Champion Development

Attitudes about employee talent could have far-reaching consequences

Three people in hot air balloon launched out the top of a building.

Adopting a “growth mindset,” the belief that success is driven by effort rather than just brains or talent, can have a profound effect on how people perform. Haas Professors Jennifer Chatman and Laura Kray have discovered that the same applies for organizations.

In their recent paper “Cultures of Genius,” the authors show that Fortune 1000 companies that indicate they believe employee talent is innate (or fixed) rather than something that can be developed are perceived as less collaborative, less innovative, and even less ethical than growth-mindset organizations. What’s more, employees in fixed-mindset companies reported they were less trusting of their employer, less committed to their jobs, and generally less satisfied with their workplace culture.

The researchers also found that employees will alter their own behavior based on their perceptions of their company’s mindset type. In fixed-mindset organizations, this may mean they’re more competitive with each other and less likely to share credit. Their supervisors, in turn, also tend to view their workers as less collaborative, less innovative, and less ethical.

Stanford psychologist Carol Dweck originated the idea of growth mindsets 30 years ago, but until recently the concept was applied only to individuals, not groups. How, exactly, does mindset manifest itself in an organization?

Through its policies, practices, and behaviors, according to the research. Mission statements that emphasize the role of employee talent in the overall success of the company suggest a fixed mindset, for example. Statements that champion opportunities for professional development indicate a growth mindset.

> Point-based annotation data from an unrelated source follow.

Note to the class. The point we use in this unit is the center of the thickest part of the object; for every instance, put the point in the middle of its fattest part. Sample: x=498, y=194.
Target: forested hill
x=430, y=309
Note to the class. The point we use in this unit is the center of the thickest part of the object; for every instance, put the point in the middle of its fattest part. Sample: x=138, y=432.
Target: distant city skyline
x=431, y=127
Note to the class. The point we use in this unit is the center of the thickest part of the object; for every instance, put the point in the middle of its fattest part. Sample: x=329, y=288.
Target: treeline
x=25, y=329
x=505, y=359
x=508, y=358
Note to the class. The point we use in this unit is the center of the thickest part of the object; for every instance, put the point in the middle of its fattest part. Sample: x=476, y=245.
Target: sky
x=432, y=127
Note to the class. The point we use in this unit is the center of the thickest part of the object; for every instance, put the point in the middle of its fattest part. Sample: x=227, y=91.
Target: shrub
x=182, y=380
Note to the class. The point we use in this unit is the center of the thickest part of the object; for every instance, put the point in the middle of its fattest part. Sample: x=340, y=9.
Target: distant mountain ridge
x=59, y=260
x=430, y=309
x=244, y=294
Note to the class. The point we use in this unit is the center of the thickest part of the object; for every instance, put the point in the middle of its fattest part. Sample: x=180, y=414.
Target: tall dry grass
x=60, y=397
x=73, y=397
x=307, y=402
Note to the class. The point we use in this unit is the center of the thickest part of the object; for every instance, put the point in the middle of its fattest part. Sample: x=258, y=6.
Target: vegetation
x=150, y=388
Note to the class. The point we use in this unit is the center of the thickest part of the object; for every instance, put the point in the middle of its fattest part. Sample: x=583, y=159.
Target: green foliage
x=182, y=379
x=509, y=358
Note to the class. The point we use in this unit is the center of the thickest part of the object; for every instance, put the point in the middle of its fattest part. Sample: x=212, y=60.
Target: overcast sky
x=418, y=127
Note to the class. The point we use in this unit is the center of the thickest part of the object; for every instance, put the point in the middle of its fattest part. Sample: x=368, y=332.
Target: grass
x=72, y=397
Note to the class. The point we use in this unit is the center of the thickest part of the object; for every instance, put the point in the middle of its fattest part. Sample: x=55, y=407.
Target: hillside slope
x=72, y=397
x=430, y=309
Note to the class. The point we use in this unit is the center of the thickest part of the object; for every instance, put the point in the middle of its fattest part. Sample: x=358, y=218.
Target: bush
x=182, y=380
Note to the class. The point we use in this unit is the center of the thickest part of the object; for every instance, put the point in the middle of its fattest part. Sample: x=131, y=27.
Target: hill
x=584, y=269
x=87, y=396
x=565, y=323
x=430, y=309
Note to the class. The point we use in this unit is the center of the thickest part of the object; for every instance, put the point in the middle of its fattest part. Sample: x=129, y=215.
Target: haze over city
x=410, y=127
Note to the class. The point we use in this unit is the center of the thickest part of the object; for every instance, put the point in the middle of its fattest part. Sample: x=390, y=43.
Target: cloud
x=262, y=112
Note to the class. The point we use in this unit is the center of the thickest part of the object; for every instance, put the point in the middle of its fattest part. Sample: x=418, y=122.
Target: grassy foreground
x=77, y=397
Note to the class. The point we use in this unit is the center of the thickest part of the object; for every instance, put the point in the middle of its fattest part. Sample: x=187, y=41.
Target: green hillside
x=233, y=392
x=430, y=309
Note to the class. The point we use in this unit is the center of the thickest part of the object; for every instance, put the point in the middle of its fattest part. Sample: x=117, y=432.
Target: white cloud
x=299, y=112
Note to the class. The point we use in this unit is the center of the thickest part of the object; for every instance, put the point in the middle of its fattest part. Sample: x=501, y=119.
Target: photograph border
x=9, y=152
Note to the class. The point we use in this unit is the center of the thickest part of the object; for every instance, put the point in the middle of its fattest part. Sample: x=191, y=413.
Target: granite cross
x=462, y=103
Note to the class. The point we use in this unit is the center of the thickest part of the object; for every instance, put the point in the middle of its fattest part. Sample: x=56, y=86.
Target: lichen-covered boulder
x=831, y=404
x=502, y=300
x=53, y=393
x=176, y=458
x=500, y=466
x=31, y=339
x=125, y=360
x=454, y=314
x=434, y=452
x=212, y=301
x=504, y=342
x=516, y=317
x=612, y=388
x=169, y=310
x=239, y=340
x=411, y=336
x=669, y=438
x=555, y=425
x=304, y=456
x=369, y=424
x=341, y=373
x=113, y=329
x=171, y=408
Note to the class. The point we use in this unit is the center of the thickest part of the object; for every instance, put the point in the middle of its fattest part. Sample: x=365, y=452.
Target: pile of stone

Chatman and Kray say that, ultimately, their goal is to help business leaders recognize the value of growth mindsets and how organizations may cultivate cultures that enable employees to grow in knowledge and ability over time.

“We know from prior research that there are ways to change mindsets and to move people into more of a growth mindset, which can lead to stronger performance,” says Kray, who holds the Ned and Carol Spieker Chair in Leadership. “The good news is that we now have compelling evidence for how organizations can invest in their cultures to produce positive returns.”